I decided to write this post in coordination with the release of my novel, The Waiting Room, partly because reviewing Emma Holt’s edits forced my head back to Cambodia, and partly because, for those of you who have already read the novel, I thought a discussion about setting in the story might be interesting.
Not all good erotica requires intricate settings. I have read extremely good erotic fiction that only just grazed over the issue of where the story was taking place. Erotica is really about characters and what they do to each other, both physically and mentally. However, for me, setting is incredibly important; in essence, it is the first thing I have decided upon when I start hatching a tale in my mind.
I may write about people I don’t know, in situations I haven’t been in, doing things to each other that I haven’t done, but of all the stories I’ve penned, only two are set in places I don’t know well: Gaijin (I’ve been to Tokyo, but did not spend any significant time there) and Tales of the Mumbai Coven (partially set in Mumbai – I’ve only ever been to the airport).
For me, being familiar with a setting is an important grounding. It forms the environment in which my characters are either tempted or pressured into behaving in ways they might not normally behave. And just like environment forces mutations in evolutionary terms, so the setting provides impetus for my characters to change. Very often, it is the setting that pushes them together and causes friction between them.
I set The Waiting Room in Cambodia because of all the places I have ever stayed for any considerable length of time it is by far the most tragic. The ruined temple complex of Angkor speaks of the glories of the Khmer Empire. I’ve seen it utterly deserted at sunrise when nothing stirs but the rats and the ghosts of Buddhist monks, chanting their morning sutras.
“I saw her first at the temples, you know, in Angkor. She was oblivious to everything but the architecture. In fact, it was her intense focus that caught my eye; she could have been utterly alone. She stood there, thin and willowy, in an awful, shabby cotton dress; it was far too big for her. She was so beautiful, Marcus, you can’t imagine.”
It sits almost at the edge of one of the world’s largest freshwater lakes, the Tonle Sap, which in the dry season shrinks to less that a few hundred kilometers squared and only a meter deep.

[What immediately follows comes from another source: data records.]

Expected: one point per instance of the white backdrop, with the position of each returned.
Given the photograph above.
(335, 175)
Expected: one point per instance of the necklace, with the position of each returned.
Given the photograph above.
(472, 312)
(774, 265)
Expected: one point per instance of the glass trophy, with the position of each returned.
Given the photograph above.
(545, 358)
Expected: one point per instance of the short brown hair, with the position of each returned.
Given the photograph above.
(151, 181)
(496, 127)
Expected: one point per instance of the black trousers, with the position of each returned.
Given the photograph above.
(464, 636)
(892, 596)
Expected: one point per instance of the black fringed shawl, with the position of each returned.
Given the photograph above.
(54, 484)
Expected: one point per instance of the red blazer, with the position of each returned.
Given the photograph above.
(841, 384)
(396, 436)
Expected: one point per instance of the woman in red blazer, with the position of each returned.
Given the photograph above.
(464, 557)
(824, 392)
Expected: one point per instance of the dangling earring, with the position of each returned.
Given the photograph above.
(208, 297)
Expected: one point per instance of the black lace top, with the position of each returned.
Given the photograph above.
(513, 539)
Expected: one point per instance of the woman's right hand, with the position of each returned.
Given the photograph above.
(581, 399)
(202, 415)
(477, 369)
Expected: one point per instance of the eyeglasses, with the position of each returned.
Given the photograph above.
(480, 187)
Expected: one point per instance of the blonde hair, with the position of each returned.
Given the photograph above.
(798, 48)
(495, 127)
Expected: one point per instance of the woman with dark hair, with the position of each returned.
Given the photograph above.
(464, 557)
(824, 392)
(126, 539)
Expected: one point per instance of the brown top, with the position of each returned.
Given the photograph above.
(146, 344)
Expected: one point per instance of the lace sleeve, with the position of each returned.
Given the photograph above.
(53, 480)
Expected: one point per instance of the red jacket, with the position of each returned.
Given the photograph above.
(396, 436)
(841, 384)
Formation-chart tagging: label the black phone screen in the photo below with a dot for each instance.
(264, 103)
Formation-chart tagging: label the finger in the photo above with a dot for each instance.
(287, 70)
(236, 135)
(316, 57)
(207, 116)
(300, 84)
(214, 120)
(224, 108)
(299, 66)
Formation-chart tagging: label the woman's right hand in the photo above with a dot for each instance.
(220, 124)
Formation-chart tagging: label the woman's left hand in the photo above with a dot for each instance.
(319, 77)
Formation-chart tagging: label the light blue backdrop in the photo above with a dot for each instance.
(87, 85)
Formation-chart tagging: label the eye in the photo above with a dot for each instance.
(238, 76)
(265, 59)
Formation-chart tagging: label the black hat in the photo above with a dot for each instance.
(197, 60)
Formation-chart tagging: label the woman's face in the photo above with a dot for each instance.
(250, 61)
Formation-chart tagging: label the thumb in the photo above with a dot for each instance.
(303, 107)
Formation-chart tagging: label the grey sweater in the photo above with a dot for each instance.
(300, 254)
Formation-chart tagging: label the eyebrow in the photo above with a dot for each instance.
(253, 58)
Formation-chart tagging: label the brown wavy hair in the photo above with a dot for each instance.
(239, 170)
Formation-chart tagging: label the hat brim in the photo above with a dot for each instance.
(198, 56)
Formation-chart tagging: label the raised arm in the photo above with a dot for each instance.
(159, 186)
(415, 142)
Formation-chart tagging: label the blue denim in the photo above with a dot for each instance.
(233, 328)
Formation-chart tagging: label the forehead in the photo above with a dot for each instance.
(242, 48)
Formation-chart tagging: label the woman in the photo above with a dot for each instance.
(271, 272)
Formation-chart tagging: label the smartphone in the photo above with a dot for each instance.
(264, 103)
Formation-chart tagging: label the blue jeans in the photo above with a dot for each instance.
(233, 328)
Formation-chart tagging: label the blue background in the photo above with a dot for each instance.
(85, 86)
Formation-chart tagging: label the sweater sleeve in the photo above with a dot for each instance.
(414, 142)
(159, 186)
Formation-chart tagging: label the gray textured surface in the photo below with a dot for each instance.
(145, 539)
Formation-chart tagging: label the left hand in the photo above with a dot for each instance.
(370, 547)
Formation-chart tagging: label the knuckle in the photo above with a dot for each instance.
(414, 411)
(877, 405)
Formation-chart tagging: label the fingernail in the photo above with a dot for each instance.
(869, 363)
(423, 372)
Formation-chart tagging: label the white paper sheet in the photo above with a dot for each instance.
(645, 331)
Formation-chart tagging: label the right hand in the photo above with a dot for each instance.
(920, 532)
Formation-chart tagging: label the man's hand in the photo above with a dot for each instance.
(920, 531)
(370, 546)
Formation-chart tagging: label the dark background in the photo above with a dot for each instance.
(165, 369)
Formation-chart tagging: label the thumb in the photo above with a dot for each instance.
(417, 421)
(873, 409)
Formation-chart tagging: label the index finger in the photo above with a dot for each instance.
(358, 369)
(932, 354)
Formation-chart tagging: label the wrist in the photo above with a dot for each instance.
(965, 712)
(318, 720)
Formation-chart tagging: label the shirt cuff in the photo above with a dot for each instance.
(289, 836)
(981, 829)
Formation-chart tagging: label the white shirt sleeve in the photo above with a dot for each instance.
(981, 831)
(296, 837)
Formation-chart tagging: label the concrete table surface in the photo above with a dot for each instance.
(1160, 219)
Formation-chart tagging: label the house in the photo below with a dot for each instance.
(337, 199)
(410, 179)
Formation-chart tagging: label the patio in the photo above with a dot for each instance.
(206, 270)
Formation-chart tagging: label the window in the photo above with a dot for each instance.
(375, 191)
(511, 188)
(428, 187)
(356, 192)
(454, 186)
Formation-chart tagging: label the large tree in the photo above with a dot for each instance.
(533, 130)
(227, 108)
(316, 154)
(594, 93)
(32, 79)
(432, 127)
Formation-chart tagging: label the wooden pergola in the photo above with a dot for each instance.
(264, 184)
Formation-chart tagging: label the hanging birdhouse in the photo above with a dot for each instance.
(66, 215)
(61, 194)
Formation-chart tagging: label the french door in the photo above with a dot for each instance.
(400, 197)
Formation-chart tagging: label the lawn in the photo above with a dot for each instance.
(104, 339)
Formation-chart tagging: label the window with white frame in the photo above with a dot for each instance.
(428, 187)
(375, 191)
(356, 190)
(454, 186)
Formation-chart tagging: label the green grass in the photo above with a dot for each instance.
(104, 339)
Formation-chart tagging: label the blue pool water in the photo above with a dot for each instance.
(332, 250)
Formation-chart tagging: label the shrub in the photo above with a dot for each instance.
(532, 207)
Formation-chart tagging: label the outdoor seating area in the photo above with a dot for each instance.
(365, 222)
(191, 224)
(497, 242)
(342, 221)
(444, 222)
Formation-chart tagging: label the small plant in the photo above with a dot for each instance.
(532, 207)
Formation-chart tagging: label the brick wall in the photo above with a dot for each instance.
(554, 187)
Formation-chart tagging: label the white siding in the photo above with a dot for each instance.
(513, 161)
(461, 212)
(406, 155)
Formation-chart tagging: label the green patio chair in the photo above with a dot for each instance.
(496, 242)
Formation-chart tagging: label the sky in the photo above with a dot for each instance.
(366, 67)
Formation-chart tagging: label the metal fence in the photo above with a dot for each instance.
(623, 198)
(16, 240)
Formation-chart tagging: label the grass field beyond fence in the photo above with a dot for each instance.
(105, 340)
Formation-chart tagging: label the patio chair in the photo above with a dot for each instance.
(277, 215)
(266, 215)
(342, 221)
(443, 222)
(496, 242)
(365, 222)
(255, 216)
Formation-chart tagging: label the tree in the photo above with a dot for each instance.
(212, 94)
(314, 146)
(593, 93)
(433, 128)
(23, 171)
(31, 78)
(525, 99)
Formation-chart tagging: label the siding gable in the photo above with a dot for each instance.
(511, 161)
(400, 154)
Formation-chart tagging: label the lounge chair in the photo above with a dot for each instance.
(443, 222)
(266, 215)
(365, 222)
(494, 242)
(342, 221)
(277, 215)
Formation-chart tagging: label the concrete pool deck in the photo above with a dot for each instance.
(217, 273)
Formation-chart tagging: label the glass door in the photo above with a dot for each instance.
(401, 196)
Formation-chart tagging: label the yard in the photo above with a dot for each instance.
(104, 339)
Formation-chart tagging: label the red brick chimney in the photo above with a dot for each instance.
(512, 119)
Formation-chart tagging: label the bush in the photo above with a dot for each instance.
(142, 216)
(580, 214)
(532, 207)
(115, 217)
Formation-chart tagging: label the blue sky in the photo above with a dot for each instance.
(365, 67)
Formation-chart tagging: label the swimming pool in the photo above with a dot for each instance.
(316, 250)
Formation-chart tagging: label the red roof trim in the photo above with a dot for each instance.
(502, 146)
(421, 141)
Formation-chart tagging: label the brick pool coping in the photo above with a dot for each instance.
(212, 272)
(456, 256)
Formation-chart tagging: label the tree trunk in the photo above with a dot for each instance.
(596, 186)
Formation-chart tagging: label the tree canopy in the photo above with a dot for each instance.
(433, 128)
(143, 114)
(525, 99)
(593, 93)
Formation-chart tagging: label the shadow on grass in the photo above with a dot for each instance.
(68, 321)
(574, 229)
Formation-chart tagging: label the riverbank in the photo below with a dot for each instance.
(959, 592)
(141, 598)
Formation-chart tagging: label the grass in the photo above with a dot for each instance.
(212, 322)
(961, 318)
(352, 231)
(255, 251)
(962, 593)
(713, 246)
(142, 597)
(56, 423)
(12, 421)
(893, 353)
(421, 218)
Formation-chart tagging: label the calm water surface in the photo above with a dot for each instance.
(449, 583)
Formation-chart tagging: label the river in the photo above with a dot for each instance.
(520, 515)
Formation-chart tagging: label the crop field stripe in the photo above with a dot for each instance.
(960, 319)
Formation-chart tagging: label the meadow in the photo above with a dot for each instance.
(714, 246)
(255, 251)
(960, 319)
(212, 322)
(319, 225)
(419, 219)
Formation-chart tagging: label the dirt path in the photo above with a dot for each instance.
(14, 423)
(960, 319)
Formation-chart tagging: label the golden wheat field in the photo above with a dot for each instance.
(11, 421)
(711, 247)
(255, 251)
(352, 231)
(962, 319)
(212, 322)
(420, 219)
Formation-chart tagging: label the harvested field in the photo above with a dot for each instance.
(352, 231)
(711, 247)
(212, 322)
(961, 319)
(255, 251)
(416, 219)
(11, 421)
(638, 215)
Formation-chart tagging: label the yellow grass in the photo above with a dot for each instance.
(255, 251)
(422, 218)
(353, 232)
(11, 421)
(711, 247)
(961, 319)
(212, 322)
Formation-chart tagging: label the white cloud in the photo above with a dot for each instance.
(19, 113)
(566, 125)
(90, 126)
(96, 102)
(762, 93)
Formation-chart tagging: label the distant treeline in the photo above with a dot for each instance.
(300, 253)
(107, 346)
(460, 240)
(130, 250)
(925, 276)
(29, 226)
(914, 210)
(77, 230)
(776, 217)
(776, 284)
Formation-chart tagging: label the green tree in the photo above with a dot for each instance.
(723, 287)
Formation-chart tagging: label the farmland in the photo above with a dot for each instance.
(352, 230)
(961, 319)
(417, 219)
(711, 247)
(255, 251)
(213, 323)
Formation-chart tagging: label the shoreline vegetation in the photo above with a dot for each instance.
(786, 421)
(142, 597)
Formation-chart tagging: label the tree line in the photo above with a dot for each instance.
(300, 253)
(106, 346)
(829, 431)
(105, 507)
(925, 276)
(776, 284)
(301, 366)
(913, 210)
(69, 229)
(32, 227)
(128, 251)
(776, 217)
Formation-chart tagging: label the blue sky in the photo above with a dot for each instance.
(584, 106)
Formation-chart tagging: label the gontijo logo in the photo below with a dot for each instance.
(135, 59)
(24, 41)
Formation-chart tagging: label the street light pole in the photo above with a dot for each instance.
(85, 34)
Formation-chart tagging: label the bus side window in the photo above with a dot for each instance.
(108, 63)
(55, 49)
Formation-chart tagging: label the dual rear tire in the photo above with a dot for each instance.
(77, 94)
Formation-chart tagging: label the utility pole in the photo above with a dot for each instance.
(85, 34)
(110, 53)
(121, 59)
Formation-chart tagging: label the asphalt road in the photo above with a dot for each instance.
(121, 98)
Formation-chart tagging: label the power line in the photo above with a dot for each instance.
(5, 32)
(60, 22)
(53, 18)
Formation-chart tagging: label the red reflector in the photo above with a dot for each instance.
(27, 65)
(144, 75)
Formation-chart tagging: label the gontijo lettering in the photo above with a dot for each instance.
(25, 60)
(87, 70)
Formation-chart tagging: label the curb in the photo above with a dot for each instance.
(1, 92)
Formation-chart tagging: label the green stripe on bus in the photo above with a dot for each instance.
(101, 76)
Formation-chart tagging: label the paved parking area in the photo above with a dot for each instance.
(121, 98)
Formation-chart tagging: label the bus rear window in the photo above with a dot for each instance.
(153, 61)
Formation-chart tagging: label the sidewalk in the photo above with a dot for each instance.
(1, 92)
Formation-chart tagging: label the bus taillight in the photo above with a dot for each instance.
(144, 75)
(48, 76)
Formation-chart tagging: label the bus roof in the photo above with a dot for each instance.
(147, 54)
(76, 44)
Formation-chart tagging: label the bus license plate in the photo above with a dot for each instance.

In the wet season, when the Mekong eerily reverses its flow, it swells to over 16,000 square kilometers. It is a place of strange miracles.
This is the same country that, less than 35 years ago, slaughtered almost a third of its own population during the reign of Pol Pot. Anyone who wasn’t ethnically Khmer, anyone who spoke a foreign language, anyone with a higher degree was slated for extermination in a regime with a psychotic terror of every sort of sophistication. If you could do more than farm rice – you probably wouldn’t have survived. In 1975, the forces of the Khmer Rouge took over the capital, Phnom Penh, and systematically purged it of its inhabitants. Year Zero, as they proclaimed it, began in a city inhabited by nothing but ghosts.
In the dark, the city looked less ragged; spotlights lit the tropical palms along Monivong Boulevard but, as they turned towards the Tonle Sap River, the roads were unpaved and ravaged by the recent rains.
Moc chattered away in surprisingly good English. In his early fifties, he explained that he had once been a history teacher, before year zero, but that he had forgotten how to read under the Khmer Rouge, which is why he drove a taxi now.
“How is it possible to forget how to read?” Sophie asked him gently but incredulously.
“My father was teacher also—he was killed in front of me. So…then…I forget how to read quick.”
Does it matter that most of the readers of the book won’t be all that familiar with Cambodia’s history or geography? Not really. It’s a nice horny D/s story. But for those of you who do know a little about the setting, the contrast between these two foreigners – their fears, their sense of self and of their own histories – and the place they find themselves in becomes significant.
Buddhism is really about learning one’s place in the universe and all those beautiful ruined temples were built, at one time, as a setting in which people could reach that enlightenment.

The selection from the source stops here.